ではこの活性化はいつまで続くのでしょうか?
訪日外国人を国籍別にみると、中国・韓国・台湾・香港・タイ・マレーシアといった、一人当たりGDPが高い国でほとんどを占めます。
世界的にみても海外旅行者数が増えてきている今、経済成長に伴い益々アジア諸国の海外旅行ニーズが高まることが予想されます。
また、2020年に東京オリンピックが開催されますが、
関西でも
・2019年ラグビーW杯
・2021年ワールドマスターズゲームズ
・2024年IR構想
・2025年大阪万博
と国際的なイベントが続きます。
これにより、大規模な再開発事業や交通インフラの整備が進み、都市としての魅力も一層高まることが期待されています。
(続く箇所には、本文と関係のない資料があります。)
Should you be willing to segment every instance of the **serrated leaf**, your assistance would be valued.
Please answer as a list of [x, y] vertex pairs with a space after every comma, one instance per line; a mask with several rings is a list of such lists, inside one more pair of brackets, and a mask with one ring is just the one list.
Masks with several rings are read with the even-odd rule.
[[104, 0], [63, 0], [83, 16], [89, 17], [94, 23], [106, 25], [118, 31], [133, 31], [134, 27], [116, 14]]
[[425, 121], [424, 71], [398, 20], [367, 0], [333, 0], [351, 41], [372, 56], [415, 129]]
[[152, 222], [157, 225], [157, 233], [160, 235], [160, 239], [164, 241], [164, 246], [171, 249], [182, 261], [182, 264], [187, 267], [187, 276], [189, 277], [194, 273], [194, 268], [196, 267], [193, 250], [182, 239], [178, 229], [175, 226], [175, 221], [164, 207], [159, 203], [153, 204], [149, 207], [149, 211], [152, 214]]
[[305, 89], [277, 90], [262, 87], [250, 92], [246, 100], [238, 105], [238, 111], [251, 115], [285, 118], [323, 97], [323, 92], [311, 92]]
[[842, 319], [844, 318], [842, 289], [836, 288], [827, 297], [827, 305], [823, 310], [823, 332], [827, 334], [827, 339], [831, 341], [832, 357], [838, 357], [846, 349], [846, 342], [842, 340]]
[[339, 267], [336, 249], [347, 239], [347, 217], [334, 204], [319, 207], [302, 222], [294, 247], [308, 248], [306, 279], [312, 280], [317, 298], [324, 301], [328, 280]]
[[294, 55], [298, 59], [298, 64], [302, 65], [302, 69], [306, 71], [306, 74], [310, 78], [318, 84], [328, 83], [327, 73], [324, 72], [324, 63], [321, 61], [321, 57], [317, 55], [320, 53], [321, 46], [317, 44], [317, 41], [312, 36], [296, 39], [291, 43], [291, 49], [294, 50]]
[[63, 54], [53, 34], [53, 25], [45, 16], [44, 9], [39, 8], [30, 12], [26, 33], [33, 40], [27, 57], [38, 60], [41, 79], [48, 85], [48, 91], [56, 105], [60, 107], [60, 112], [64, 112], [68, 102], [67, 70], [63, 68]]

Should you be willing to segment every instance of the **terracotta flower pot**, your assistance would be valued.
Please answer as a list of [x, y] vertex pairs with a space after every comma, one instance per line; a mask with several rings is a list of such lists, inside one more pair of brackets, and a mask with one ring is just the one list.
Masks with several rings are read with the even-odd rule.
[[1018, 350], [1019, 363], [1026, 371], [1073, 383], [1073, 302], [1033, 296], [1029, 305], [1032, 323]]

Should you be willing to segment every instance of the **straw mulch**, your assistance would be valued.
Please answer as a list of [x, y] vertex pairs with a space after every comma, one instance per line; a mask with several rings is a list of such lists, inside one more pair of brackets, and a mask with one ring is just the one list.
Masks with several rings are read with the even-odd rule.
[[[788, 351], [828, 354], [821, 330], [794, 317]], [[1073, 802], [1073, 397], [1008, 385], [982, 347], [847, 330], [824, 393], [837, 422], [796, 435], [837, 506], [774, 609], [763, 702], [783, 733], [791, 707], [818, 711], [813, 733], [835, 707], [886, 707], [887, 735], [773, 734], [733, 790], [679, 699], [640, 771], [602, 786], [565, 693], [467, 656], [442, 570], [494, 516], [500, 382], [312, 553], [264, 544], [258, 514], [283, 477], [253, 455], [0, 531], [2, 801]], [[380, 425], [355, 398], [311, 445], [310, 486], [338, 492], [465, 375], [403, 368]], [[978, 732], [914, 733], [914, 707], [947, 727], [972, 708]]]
このようなビッグイベントが継続的に行われることは、大阪府・市にとってインバウンドに取り組むうえで大きなモチベーションになるでしょう。
これらのことから、大阪のインバウンドによる活性化はしばらく続くと考えられます。
まとめ
大阪はインバウンド消費を取り込むために府や市が一体となって積極的に対策を行なっており、更に今後国際的なイベントが継続的に控えていて都市としての魅力も高まると考えられます。
したがって、今後の大阪の傾向としては、インバウンド効果で不動産価値も同時に引き上げられる事が予想されています。まだまだたくさんのイベントを控えている大阪には大きな可能性を秘めていると言って良いでしょう。日頃から様々な情報に敏感になり、トレンドを把握し、タイミングを逃さないようにしていきましょう。